Were I in Vivian Bearing’s position, I would also undergo the full course of treatment. I would be an active participant, maintain a positive attitude, and trust the doctors and nurses to do their best to provide humane and compassionate therapy. Amidst the whirring of machines and the dripping of the IV, I would want to be surrounded by the people that love me and I would tell them that I loved them. I would want to know that even though there was no hope for recovery, that I would not be abandoned.

I would be focused on helping my children and my husband cope with their feelings and make sure that all legal documents were in order. Like Vivian, I would also have a do not resuscitate (DNR) order, a request not to be given cardiopulmonary resuscitation (CPR) if my heart were to stop beating or if I were to stop breathing.

I would take the sacraments of the Eucharist, of reconciliation, and of the anointing of the sick to celebrate the presence of God who brings his gifts of inner healing and strength. They are also a mark of the fact that sick people continue to belong fully to the community of the Church, even though they may not have been able to join in the activity of that community for some time.
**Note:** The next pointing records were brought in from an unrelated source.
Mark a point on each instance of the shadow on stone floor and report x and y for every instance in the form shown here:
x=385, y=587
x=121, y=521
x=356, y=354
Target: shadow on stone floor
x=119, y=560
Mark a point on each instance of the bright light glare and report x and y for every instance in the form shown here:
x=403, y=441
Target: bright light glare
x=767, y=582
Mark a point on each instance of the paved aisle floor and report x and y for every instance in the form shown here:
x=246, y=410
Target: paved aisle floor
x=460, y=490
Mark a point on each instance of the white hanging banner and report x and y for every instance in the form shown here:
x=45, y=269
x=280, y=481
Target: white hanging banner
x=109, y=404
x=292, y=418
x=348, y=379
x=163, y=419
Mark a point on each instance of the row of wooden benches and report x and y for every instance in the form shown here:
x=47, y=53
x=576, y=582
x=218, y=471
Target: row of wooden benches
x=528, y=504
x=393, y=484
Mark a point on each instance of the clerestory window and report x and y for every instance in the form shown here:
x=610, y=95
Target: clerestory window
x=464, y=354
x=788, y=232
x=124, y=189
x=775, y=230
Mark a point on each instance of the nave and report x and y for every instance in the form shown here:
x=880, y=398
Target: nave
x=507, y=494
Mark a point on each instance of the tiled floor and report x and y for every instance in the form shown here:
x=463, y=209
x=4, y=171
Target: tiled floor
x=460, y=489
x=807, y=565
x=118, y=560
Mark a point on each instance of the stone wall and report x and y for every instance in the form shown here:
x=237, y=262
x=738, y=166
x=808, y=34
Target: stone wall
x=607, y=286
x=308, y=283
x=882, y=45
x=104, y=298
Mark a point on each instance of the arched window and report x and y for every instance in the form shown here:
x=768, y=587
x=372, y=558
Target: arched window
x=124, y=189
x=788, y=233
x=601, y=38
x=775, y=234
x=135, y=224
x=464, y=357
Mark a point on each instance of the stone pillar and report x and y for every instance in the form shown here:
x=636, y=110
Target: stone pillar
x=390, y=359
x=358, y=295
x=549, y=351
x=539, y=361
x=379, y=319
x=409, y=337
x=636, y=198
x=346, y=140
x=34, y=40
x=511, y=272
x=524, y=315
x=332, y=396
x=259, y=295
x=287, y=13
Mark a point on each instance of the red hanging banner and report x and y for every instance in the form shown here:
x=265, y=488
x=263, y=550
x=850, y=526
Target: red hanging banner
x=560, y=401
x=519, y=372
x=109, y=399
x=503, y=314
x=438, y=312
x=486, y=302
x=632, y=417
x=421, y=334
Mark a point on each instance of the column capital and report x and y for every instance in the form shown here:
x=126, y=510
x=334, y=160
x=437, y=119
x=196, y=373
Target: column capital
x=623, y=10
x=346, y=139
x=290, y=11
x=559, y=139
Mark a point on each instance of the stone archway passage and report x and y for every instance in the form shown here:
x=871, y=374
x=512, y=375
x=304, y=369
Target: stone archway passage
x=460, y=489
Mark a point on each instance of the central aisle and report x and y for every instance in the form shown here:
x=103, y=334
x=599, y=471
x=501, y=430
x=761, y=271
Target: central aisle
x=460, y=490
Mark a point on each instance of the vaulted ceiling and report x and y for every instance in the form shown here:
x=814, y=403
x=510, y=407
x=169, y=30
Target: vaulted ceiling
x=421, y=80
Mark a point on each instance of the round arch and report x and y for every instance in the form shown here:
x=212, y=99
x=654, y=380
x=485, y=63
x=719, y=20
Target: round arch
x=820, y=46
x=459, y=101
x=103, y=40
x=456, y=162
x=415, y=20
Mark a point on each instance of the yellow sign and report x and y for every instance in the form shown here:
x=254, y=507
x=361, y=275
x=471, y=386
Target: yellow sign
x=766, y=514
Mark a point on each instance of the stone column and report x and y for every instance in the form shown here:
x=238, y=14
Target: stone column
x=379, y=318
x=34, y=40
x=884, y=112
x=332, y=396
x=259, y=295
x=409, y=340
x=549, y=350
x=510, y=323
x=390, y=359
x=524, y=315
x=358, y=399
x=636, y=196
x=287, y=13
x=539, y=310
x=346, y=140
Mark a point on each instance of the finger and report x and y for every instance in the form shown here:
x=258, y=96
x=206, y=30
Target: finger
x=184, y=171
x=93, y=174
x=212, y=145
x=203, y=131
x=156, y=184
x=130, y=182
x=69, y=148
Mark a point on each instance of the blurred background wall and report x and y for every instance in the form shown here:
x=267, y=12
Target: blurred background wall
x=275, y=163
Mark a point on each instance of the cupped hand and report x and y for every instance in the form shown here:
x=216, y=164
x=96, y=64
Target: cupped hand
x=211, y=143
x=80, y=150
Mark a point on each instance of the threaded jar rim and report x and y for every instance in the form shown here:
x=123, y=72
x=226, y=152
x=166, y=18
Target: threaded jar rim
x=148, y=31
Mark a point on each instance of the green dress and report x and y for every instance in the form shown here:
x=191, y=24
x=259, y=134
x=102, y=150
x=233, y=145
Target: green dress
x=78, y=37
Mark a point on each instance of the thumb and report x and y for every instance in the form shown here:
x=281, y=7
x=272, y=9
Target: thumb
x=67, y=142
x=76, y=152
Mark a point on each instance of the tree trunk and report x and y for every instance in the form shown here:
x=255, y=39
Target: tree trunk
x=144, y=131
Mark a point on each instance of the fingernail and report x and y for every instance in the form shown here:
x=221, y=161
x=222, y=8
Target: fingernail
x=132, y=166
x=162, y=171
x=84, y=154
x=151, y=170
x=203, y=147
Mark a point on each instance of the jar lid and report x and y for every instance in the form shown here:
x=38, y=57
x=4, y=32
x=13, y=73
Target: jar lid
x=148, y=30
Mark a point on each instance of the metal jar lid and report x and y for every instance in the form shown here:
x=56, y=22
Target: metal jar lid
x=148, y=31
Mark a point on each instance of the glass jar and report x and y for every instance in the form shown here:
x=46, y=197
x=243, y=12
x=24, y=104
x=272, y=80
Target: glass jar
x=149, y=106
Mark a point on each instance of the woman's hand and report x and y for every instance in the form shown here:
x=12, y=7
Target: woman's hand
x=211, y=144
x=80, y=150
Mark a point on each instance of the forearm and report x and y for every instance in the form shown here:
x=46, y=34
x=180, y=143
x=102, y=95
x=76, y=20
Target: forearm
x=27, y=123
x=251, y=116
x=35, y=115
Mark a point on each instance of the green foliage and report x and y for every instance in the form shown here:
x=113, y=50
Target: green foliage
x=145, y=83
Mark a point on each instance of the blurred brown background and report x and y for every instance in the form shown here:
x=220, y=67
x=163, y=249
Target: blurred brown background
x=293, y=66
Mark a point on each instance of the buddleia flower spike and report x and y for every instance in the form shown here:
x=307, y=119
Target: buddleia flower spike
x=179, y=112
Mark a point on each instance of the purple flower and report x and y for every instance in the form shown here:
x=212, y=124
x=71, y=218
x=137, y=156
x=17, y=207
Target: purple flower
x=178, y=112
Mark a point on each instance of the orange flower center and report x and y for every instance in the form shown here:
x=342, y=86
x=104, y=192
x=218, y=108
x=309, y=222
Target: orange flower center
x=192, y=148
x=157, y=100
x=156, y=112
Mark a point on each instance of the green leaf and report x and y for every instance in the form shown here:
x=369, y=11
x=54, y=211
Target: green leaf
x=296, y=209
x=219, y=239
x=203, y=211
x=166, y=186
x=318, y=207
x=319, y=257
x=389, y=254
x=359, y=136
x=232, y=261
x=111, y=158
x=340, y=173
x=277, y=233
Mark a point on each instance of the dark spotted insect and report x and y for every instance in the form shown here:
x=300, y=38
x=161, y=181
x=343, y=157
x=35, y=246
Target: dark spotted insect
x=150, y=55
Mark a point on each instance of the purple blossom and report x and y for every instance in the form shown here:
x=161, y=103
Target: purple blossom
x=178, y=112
It is my opinion that most of us go to our graves with our music still inside of us. Only a few really get free: free of fear, want, worry and stress. Free to be gloriously guilt-free and living unashamed, in the manner that gives us the greatest personal satisfaction. Instead of joyfully falling in love with ourselves, others and the varieties of all things, we fall in line, assume our responsibilities and take on the burdens of survival and conformity. I would want to live my last months simply being free.

I know that peace does not come by getting everything you want; that peace comes instead through acceptance. Acceptance of life on life’s terms; acceptance of your beautiful self as perfect and as good and decent; acceptance of the cancer that would ultimately extinguish my internal illumination. I would hope that at the time of my death I would have found peace and acceptance, and be surrounded by those who love me, as they would watch while their hearts still beat, and their blood still pulsed while I quietly slip away into the realm that the living, cannot comprehend.